Rudolf e Hedwig vivem numa ampla casa de sonhos, com vasto espaço verde, uma piscina e uma horta particular bastante diversificada. Completa a mordomia as/os escravas/os (sexuais, inclusive) judeus que servem a mesa e, secretamente, aos instintos do casal.   

Já vimos algumas histórias assim no cinema, mas o que intriga em Zona de interesse é o que existe em sua narrativa externa, para fora, no filme. Ela se expressa fortemente pelos sons de horror que vêm da instalação vizinha, muro a muro com a casa de Rudolf e Hedwig: o campo de extermínio de Auschwitz. 

O detalhe aqui é que Glazer nos apresenta a essa família com sua inabalável maneira de tocar a vida enquanto urros de dor ou sofrimento, de tiros e de berros nazistas vêm do outro lado do muro se impondo ao cotidiano de trivialidades daquela residência. 

Hedwig (Hüller) e sua linda bebê apreciam as flores ao som de judeus sendo incinerados.

A força dramática da combinação dessas narrativas interna e externa ao filme dão uma bem vinda estranheza a Zona de interesse, sendo o som um elemento crucial aqui.
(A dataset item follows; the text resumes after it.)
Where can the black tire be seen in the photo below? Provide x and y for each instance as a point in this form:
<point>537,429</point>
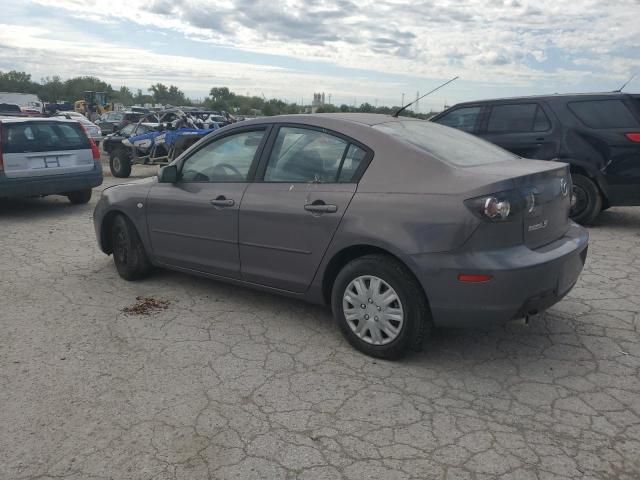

Não à toa, a compositora Mica Levi (mesma de Sob a pele) vem aparecendo nas indicações de diversas premiações para trilha sonora.

De cara, Glazer, repetimos, em sua coragem e talento, se apropria da melodia gutural criada por Mica para, já nos créditos de abertura, impregnar o espectador com a atmosfera grotesca que cerca o dia-a-dia da família de Rudolf e Hedwig. 

Dos 105 minutos de duração do filme, ao menos um inteiro (e infinito) minuto é dedicado exclusivamente à trilha de Mica. Quando dizemos ‘exclusivamente’ significa que o espectador ficará mergulhado na total escuridão de uma sala de cinema em sua solitária e aflitiva relação com essa harmonia sonora que remete a algum recanto do inferno. A abertura de Zona de interesse é, por nossa memória, uma das mais eficazes em quebrar o gelo do mundo real para nos fazer entrar (arrepiado) instantaneamente no mundo do cinema.

Como se não bastasse, Glazer nos brinda com um simples e eficaz efeito visual que distingue as cores (ou o positivo do negativo) da vida do casal nazista para o das serviçais judias quando uma delas se arrisca para ajudar os prisioneiros com comida. 

Sobre a lógica nazista. Sobre os ecos no mundo de hoje.

E para quem ainda pensa que Zona de interesse (atenção ao título do filme) é apenas sobre uma família nazista que mora colada muro com muro a um campo de concentração, seria bom abrir os olhos e perceber em que sociedade estamos vivendo em 2024, seja no campo doméstico, da família, ou no das nações em seus imbricados interesses internacionais. 

Com o nosso foco cada vez mais direcionado ao nosso umbigo, o borrão no qual se tornou o outro no horizonte, mesmo que próximo, tende a se distanciar cada vez mais rápido de nós, nos alimentando com o gosto e o ódio pela diferença. 

Não precisamos ir muito longe no tempo e no espaço para entender o significado disso. É só relembrar o comportamento da sociedade brasileira nos anos da gestão anterior feita pelo governo federal. Pura segregação para fascistas crescerem em sua zona de interesse. 

É sobre isso, o novo filme de Jonathan Glazer.

Em tempo: O filme entra em cartaz dia 15 de fevereiro mas já pode ser visto a partir de hoje (8) nos cinemas em caráter de pré-estreia.